Source: Davit Kirakosyan

Datadog’s Stock Price Target Raised

Loop Capital analysts have revised their price target for Datadog (NASDAQ:DDOG), a prominent cloud-based software company, from $160 to $200. This substantial increase, a rise of 25%, indicates an elevated level of confidence in the company’s long-term growth prospects. This bullish sentiment is driven by Datadog’s expanding total addressable market (TAM) and the strategic diversification of its product portfolio. The analysts have firmly held onto their Buy rating for Datadog shares.

Expanding Total Addressable Market (TAM)

Datadog’s TAM, previously estimated at $35 billion (excluding its entry into the security segment), aligns closely with broader industry estimates for the IT operations management (ITOM) market. In the dynamic and rapidly evolving technology sector, the ITOM market offers a significant opportunity for growth. As businesses increasingly digitalize their operations, demand for ITOM solutions, such as those provided by Datadog, is on the rise.

However, Datadog isn’t content to limit itself to its existing market. The company’s ongoing expansion into new areas, including security, is expected to significantly increase its market opportunity. The move into the security segment represents a significant strategic shift, providing Datadog with access to a new set of potential customers and revenue streams. By leveraging its existing infrastructure and capabilities, Datadog is well-positioned to establish a strong foothold in this area.

Projected Growth and Valuation

Loop Capital analysts project a conservative annual growth rate of 17.5% for the next decade. If this prediction holds true, Datadog’s TAM could reach approximately $175 billion by 2034, marking a five-fold increase from the current estimation.

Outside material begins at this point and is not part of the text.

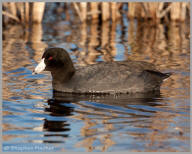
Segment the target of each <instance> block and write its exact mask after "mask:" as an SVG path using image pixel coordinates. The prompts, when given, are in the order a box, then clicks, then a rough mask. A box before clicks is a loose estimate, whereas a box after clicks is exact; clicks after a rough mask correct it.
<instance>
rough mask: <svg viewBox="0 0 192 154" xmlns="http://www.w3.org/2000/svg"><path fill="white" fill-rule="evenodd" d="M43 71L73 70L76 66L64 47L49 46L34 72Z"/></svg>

The analysts’ valuation assumes that Datadog will capture 15% of this market, which is a reasonable expectation given the company’s strong growth trajectory and expanding product portfolio. With a free cash flow (FCF) margin of 30%, this would translate to an estimated $7.9 billion in FCF by 2034.

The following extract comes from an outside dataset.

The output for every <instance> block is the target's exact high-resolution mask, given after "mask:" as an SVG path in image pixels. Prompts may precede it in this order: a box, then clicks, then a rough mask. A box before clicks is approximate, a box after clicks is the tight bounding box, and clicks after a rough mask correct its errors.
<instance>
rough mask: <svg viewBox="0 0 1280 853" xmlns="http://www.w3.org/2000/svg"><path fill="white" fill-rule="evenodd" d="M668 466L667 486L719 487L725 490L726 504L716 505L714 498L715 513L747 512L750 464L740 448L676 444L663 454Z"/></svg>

The valuation process involves calculating the net present value (NPV) of the company’s future cash flows. Using a discount rate of 12.8% (Datadog’s current cost of equity), the NPV of its 2034 FCF is approximately $2.4 billion. By applying a 30x multiple to this NPV, the analysts arrive at an intrinsic value estimate of $200 per share.

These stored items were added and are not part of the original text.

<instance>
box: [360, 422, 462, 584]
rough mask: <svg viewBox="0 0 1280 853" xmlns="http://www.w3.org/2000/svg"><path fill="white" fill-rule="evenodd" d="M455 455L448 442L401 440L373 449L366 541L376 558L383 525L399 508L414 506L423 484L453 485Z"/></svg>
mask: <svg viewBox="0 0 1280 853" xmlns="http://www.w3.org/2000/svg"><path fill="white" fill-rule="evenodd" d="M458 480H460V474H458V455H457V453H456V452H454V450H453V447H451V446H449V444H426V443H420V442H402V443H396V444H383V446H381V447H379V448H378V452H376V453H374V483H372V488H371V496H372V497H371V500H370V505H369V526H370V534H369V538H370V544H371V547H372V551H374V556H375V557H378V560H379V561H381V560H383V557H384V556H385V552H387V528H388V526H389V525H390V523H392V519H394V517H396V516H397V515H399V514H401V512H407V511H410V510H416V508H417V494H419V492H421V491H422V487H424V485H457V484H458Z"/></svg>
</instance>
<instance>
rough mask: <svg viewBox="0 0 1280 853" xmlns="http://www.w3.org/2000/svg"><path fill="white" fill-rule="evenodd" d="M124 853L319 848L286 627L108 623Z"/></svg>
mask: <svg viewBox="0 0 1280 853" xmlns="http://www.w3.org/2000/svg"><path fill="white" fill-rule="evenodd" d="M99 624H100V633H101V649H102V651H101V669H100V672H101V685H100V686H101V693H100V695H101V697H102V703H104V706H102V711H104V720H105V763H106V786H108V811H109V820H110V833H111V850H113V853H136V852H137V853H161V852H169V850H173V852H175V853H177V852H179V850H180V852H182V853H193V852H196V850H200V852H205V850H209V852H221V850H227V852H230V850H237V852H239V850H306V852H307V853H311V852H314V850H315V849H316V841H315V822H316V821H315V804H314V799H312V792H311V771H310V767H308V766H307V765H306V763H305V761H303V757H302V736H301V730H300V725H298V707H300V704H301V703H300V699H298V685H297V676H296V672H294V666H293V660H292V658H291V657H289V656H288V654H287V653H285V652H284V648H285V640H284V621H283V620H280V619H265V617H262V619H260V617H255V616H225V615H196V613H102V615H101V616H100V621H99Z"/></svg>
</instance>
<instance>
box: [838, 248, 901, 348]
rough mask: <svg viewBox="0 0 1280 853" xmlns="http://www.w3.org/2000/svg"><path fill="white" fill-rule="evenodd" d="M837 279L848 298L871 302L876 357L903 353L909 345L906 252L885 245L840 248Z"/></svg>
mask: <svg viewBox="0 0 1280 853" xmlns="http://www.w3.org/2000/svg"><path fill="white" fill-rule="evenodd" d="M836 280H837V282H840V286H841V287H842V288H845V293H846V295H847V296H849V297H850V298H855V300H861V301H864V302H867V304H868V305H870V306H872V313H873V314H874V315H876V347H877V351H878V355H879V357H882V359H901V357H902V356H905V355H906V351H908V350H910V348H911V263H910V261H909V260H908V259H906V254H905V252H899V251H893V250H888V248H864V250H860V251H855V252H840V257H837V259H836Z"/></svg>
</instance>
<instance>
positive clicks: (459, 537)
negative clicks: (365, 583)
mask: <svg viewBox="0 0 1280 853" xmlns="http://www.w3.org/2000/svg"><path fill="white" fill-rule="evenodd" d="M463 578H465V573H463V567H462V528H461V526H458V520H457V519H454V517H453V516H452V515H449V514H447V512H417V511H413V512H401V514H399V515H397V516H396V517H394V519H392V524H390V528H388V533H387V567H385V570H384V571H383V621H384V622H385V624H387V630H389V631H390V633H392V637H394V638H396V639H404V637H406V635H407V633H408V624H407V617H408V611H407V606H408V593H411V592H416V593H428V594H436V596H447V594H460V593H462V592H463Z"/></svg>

Implications for Investors

This price target revision by Loop Capital analysts signals that they believe Datadog’s shares are currently undervalued, and that the company has significant growth potential. This should serve as encouraging news for current shareholders and prospective investors alike, as it suggests that the company’s shares have a substantial upside.

Moreover, the projected expansion of Datadog’s market due to its diversification into the security segment underlines the company’s adaptability and strategic foresight. As the company continues to innovate and expand its product portfolio, it seems well-positioned to capitalise on the growing demand for IT operations management and security solutions.

Investors should always conduct their own thorough research and consider a range of factors before making investment decisions. However, this positive outlook from Loop Capital certainly adds an interesting dimension to the investment case for Datadog.